For the ChIP-Seq of the H3K27ac histone mark, we will use the [Add accessions] file from ENCODE. The ENCFF000AKF.bam and ENCFF000AKI.bam files are two replicates from the same experiment and ENCFF000AHC.bam and ENCFF000AHD.bam are the recommanded control files.

bam_files <- c("../inst/extdata/ENCFF000AKF.bam",
               "../inst/extdata/ENCFF000AKI.bam",
               "../inst/extdata/ENCFF000AHC.bam",
               "../inst/extdata/ENCFF000AHD.bam")
bam_files
## [1] "../inst/extdata/ENCFF000AKF.bam" "../inst/extdata/ENCFF000AKI.bam"
## [3] "../inst/extdata/ENCFF000AHC.bam" "../inst/extdata/ENCFF000AHD.bam"

Since multiple samples should be included in the same profile (we need to combine the replicates and remove the control), we have to produce a design so that metagene can know how to deal correctly with each file.

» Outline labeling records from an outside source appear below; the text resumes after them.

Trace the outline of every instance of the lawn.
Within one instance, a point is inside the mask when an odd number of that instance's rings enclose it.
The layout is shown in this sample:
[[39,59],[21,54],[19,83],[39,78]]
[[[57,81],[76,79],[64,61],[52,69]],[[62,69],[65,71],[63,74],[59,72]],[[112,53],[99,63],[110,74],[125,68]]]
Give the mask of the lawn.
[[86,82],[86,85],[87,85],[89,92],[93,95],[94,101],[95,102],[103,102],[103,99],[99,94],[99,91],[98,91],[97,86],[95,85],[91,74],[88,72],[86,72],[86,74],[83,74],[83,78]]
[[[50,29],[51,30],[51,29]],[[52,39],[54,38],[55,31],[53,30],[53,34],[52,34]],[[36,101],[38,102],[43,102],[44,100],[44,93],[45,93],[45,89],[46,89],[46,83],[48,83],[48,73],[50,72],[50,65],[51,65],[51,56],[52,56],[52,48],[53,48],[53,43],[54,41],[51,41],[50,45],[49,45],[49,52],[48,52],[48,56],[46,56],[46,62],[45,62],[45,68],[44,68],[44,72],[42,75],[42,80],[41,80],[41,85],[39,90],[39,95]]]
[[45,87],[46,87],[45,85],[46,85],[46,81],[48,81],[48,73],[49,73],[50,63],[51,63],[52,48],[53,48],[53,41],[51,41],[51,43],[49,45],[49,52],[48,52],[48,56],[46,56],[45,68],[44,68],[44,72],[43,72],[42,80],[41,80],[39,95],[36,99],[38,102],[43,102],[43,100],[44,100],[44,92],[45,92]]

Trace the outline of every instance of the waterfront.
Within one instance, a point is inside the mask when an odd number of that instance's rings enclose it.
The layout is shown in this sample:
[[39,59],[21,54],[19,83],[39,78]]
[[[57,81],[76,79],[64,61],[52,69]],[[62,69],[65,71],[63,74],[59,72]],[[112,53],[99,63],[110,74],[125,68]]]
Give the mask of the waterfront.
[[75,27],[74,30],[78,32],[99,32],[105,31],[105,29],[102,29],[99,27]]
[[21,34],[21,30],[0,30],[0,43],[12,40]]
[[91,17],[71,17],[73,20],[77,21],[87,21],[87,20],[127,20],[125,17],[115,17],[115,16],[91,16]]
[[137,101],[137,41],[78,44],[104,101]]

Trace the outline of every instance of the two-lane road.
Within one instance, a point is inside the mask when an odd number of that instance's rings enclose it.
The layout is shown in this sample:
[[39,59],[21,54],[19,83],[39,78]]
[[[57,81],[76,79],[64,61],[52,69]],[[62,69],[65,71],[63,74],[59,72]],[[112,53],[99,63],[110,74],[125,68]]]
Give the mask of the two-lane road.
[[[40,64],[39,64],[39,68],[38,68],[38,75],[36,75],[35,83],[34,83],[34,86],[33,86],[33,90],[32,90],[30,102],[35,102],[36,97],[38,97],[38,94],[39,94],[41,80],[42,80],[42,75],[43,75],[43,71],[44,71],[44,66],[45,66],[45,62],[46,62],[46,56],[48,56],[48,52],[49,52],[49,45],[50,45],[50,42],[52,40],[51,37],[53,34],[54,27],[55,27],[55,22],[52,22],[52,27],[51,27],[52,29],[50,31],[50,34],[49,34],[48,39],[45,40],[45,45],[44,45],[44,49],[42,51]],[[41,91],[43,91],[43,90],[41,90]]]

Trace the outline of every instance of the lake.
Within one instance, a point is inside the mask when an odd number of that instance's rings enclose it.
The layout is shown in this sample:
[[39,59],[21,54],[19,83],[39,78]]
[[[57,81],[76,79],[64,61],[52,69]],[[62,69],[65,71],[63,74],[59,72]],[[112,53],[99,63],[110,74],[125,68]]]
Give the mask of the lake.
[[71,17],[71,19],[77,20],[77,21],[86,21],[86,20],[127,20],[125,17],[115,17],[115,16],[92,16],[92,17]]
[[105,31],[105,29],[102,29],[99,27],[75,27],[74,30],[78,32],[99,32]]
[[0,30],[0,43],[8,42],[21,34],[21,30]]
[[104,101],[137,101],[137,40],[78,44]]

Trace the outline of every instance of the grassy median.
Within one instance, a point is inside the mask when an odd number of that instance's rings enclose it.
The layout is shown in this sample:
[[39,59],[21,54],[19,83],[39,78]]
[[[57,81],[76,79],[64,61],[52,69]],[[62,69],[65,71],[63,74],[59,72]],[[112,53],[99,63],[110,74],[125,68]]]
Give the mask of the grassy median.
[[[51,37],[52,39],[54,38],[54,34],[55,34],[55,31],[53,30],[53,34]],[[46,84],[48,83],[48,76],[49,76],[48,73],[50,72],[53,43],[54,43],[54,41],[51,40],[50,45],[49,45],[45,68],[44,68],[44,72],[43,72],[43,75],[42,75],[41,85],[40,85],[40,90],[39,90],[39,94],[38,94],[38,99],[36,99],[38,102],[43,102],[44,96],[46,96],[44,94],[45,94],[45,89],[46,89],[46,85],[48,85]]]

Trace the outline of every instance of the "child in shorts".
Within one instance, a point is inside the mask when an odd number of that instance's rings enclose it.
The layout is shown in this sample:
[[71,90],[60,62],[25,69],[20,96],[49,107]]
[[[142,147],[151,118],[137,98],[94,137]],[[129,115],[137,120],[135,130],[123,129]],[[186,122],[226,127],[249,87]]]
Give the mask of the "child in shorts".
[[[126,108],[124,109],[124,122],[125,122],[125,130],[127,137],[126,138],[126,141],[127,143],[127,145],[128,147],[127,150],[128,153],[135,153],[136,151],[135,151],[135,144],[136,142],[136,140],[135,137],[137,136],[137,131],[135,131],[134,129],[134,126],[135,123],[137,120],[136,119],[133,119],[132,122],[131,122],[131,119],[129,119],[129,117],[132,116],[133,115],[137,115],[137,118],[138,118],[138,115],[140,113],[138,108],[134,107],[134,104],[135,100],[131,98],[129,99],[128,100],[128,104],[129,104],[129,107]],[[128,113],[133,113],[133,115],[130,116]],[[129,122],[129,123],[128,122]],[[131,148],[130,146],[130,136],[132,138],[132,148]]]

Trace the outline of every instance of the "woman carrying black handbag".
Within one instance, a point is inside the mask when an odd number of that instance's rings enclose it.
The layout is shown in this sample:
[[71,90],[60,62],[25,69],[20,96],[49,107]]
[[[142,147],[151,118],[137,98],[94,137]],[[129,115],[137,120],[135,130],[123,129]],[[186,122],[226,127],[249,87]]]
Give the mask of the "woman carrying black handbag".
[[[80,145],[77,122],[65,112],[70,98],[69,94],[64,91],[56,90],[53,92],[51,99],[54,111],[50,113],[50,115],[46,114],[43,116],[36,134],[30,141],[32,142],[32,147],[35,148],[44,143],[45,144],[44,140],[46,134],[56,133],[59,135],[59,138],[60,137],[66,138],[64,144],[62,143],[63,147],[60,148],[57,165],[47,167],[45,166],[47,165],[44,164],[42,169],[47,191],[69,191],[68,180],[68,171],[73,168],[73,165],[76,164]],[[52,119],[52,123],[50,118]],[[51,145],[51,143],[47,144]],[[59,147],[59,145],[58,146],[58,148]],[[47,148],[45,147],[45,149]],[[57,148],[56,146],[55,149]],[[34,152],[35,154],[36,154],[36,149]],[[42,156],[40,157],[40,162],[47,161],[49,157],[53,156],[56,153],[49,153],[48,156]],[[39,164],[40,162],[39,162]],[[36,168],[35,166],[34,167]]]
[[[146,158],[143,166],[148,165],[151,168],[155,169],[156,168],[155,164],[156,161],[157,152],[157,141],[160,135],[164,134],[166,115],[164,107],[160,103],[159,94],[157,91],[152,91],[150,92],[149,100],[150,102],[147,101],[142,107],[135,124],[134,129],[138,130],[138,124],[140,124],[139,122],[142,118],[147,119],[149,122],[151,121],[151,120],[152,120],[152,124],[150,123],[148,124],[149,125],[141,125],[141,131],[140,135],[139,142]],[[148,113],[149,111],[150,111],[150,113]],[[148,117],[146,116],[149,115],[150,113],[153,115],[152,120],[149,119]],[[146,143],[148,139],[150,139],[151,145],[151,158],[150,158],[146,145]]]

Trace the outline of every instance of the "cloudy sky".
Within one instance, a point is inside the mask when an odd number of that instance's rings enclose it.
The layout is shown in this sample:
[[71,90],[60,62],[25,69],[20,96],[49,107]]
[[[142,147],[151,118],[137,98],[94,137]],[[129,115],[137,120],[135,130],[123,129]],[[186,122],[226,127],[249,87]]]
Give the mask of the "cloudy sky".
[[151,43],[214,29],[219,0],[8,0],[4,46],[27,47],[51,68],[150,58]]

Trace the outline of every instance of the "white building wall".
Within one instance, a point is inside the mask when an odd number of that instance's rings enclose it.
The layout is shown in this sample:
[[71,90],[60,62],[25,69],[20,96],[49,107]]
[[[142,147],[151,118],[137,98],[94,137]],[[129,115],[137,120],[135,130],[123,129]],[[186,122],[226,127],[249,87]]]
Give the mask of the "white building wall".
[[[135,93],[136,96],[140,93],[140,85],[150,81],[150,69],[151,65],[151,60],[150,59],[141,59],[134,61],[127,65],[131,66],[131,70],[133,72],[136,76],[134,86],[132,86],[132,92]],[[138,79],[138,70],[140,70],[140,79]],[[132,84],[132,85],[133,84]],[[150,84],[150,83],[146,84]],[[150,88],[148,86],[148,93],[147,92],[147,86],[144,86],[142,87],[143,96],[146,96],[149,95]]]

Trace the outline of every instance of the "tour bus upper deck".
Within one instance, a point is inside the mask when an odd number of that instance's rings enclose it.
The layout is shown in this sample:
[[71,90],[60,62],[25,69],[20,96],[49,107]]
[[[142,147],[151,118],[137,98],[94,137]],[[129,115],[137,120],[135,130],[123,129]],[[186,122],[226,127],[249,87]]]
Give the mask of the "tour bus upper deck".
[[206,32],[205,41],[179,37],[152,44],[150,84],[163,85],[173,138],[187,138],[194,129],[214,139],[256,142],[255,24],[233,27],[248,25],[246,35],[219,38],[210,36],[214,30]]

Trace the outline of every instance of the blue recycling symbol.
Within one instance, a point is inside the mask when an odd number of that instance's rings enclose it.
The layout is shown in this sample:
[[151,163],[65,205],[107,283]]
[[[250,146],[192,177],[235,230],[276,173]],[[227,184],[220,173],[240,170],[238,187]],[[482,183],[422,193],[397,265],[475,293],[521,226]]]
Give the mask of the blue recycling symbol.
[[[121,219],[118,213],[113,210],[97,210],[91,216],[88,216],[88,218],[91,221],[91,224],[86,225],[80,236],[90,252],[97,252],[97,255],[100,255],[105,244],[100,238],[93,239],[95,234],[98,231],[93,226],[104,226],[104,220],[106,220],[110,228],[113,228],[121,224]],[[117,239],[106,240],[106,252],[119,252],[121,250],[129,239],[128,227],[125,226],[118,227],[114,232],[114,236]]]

design <- data.frame(samples = bam_files, H3K27ac = c(1,1,2,2))
design
##                           samples H3K27ac
## 1 ../inst/extdata/ENCFF000AKF.bam       1
## 2 ../inst/extdata/ENCFF000AKI.bam       1
## 3 ../inst/extdata/ENCFF000AHC.bam       2
## 4 ../inst/extdata/ENCFF000AHD.bam       2

3. metagene analysis

The design is not used when we call the constructor of metagene (using metagene$new). The goal of this first step is to extract the coverage from the bam_files and to do the normalisation of the signal. Since this step can be computationally intensive, we do not want to do it every time we want to experiment with a new design. Thus, it is a good idea to extract the coverage from every bam file in a single step, save the result in RData format and then explore different design.

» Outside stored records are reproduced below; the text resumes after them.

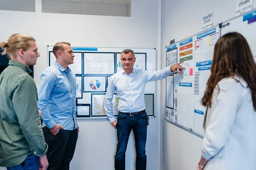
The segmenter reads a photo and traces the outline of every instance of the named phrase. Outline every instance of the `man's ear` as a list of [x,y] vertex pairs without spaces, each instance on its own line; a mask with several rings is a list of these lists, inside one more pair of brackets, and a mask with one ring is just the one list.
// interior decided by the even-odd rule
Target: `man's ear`
[[22,49],[22,48],[20,49],[18,51],[18,53],[19,54],[19,55],[21,57],[24,57],[24,50],[23,50],[23,49]]
[[62,57],[62,53],[61,53],[61,51],[58,51],[57,54],[58,54],[58,56],[59,56],[61,57]]

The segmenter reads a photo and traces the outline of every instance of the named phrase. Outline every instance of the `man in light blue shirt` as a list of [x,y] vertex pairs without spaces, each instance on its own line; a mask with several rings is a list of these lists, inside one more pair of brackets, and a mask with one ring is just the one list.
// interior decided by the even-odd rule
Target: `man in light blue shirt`
[[48,170],[69,170],[79,131],[76,75],[68,66],[74,62],[75,54],[70,44],[66,42],[56,43],[52,51],[57,61],[41,75],[38,105],[48,145]]
[[[133,68],[136,61],[134,51],[123,50],[121,54],[123,69],[110,77],[104,102],[106,113],[112,125],[117,129],[117,145],[115,156],[116,170],[125,170],[125,152],[132,129],[136,149],[136,170],[145,170],[147,113],[144,91],[148,82],[163,79],[173,72],[180,73],[184,68],[181,62],[156,71]],[[115,92],[118,98],[118,119],[114,117],[112,100]]]

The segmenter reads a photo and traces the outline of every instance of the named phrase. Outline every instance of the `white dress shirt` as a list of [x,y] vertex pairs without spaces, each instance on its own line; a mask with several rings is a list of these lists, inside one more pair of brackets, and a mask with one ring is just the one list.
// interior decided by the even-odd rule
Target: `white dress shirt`
[[112,100],[116,91],[117,110],[124,113],[137,112],[145,109],[145,88],[148,82],[163,79],[172,73],[170,67],[157,71],[134,68],[128,75],[122,69],[109,78],[104,102],[106,114],[111,122],[116,120]]
[[256,170],[256,112],[246,82],[234,78],[239,82],[222,79],[212,94],[204,123],[204,170]]

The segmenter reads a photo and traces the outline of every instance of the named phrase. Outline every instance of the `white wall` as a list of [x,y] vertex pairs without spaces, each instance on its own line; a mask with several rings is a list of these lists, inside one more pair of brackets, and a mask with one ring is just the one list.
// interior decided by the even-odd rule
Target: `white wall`
[[[162,1],[161,68],[166,66],[165,46],[201,31],[202,17],[213,12],[213,25],[235,16],[236,0]],[[256,7],[256,3],[253,8]],[[163,123],[163,170],[196,169],[201,156],[202,139],[166,122],[166,80],[161,82],[161,113]]]
[[[157,48],[158,0],[133,0],[131,17],[41,13],[41,0],[36,0],[36,12],[0,11],[0,41],[12,34],[34,37],[41,57],[35,67],[37,85],[47,67],[47,45],[67,41],[75,46]],[[160,57],[157,59],[159,69]],[[160,89],[160,82],[157,88]],[[160,94],[156,94],[157,117],[148,126],[146,147],[147,170],[158,168],[158,124]],[[71,170],[113,170],[116,131],[107,119],[79,120],[80,132]],[[134,169],[135,149],[130,139],[126,154],[126,169]],[[1,169],[1,168],[0,168]]]

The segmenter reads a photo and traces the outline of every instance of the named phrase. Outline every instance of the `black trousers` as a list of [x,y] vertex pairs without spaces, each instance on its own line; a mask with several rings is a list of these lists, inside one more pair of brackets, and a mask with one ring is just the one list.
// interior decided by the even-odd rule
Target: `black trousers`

mg <- metagene$new(regions = regions, bam_files = bam_files, cores = 2)
# We could save this object to avoid re-doing this computationally intensive
# step:
#save(mg, file = "mg.RData")

4. Produce the graphs

The plot function allows you to create the metagene plot. By default, the plot will contain a profile for every combination of group of regions and bam file. In this vignette, we have 2 groups of regions (TssA and TssBiv) and 4 bam files (2 samples and 2 controls).

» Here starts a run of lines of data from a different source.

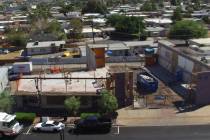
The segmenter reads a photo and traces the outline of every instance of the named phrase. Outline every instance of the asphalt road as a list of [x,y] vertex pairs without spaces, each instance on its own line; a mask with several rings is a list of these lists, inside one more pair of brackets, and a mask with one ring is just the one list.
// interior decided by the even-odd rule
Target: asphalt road
[[[65,140],[209,140],[210,126],[170,127],[113,127],[108,134],[69,133],[65,129]],[[15,140],[60,140],[59,133],[35,133],[28,131]],[[8,138],[2,138],[7,140]],[[11,139],[11,138],[10,138]]]

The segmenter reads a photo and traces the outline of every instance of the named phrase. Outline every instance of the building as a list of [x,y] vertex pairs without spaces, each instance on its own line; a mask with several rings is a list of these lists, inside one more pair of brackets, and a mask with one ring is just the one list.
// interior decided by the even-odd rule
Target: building
[[26,51],[28,56],[57,53],[61,51],[64,45],[65,41],[29,42]]
[[91,27],[85,27],[82,29],[82,36],[85,38],[92,38],[93,34],[95,37],[102,36],[102,31],[99,29],[91,28]]
[[144,22],[148,27],[169,27],[172,24],[169,18],[145,18]]
[[187,85],[191,101],[198,105],[210,103],[209,43],[210,38],[189,40],[189,46],[184,47],[166,40],[158,44],[159,64]]
[[8,86],[8,68],[0,67],[0,93]]
[[[14,86],[13,95],[17,108],[62,109],[66,98],[77,96],[81,99],[81,109],[96,109],[101,90],[107,89],[117,95],[120,106],[131,105],[133,75],[123,71],[124,68],[115,71],[104,67],[94,71],[23,76],[14,83],[17,87]],[[115,76],[119,73],[120,76]]]
[[149,37],[165,37],[166,30],[163,27],[146,27],[145,31]]

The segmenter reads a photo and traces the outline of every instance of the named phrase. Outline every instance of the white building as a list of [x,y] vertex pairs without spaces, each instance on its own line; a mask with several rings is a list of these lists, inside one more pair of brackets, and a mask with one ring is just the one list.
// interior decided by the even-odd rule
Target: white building
[[27,43],[27,55],[41,55],[59,52],[65,44],[65,41],[45,41]]

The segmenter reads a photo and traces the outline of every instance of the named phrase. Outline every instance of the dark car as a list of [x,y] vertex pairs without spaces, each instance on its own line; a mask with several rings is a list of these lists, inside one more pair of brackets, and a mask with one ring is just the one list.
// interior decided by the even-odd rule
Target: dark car
[[12,74],[12,75],[9,75],[9,80],[10,81],[17,81],[20,79],[20,75],[19,74]]
[[88,117],[75,122],[75,133],[108,133],[111,129],[111,119]]

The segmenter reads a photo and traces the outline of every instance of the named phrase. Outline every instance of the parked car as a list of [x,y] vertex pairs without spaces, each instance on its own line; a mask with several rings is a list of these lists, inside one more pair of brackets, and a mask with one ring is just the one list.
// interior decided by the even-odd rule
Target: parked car
[[8,54],[9,50],[0,50],[0,54]]
[[97,118],[96,116],[90,116],[86,119],[75,122],[74,132],[99,132],[108,133],[111,129],[111,119]]
[[0,112],[0,135],[15,136],[21,133],[23,125],[16,120],[16,115]]
[[65,125],[61,122],[47,121],[36,124],[33,129],[35,131],[58,132],[60,130],[63,130],[64,128]]
[[20,79],[20,75],[19,74],[9,75],[9,80],[10,81],[16,81],[16,80],[19,80],[19,79]]

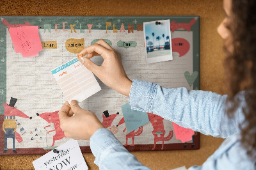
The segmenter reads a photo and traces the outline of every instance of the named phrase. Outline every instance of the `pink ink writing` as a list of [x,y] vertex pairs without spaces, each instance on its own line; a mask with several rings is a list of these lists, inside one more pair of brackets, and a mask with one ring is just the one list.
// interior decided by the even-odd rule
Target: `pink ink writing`
[[81,66],[81,65],[83,65],[82,63],[79,63],[78,65],[74,65],[74,66],[75,66],[75,68],[77,68],[77,67],[79,67],[79,66]]
[[63,72],[63,73],[59,74],[59,76],[61,77],[62,76],[63,74],[68,74],[68,73],[67,72]]

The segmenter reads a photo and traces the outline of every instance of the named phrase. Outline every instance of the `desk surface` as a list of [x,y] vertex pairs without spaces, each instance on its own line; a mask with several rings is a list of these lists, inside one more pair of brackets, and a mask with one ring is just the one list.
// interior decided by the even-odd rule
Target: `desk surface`
[[[74,2],[73,2],[74,1]],[[131,10],[131,9],[132,9]],[[2,1],[0,15],[199,15],[200,17],[200,89],[223,94],[223,40],[216,28],[225,17],[222,1]],[[132,152],[152,169],[201,165],[223,139],[201,135],[199,150]],[[90,169],[97,169],[92,153],[83,154]],[[0,157],[0,169],[33,169],[42,155]]]

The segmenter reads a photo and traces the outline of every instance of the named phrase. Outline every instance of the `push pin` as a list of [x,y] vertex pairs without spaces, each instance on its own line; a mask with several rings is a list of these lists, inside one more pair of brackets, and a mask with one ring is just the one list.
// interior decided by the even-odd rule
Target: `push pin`
[[161,22],[156,21],[156,25],[161,25]]
[[57,150],[56,149],[54,149],[54,150],[53,150],[53,153],[60,153],[60,151]]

Since in this case, we only want to produce a profile for the TssA and TssBiv groups of regions, we will have to use the design we produced previously. Other than the samples column that contains the names of the bam files, there is only one column in the design object. This means that there will only be 1 profile plotted for each group of regions (2 profiles in this example).

df <- mg$plot(design = design, bin_size = 10)
## [1] "H3K27ac_TssA"
## [1] "H3K27ac_TssBiv"

plot of chunk produceGraph

save(mg, file = "mg.RData")

If we only wanted to plot the profile for one group of region, we could have specified it using the regions_group parameter. This parameter is a vector of the names of the regions we want to keep for the current metagene plot.

df <- mg$plot(design = design, regions_group = "TssA")
## [1] "H3K27ac_TssA"

plot of chunk produceGraphTssA

Note: In the case that we used a GRangesList for the group of regions when the new function was used, we have to use the same name as the one from this object. If we specified a vector of filename, metagene will automatically name the region using the filename without the directory path and without the extension.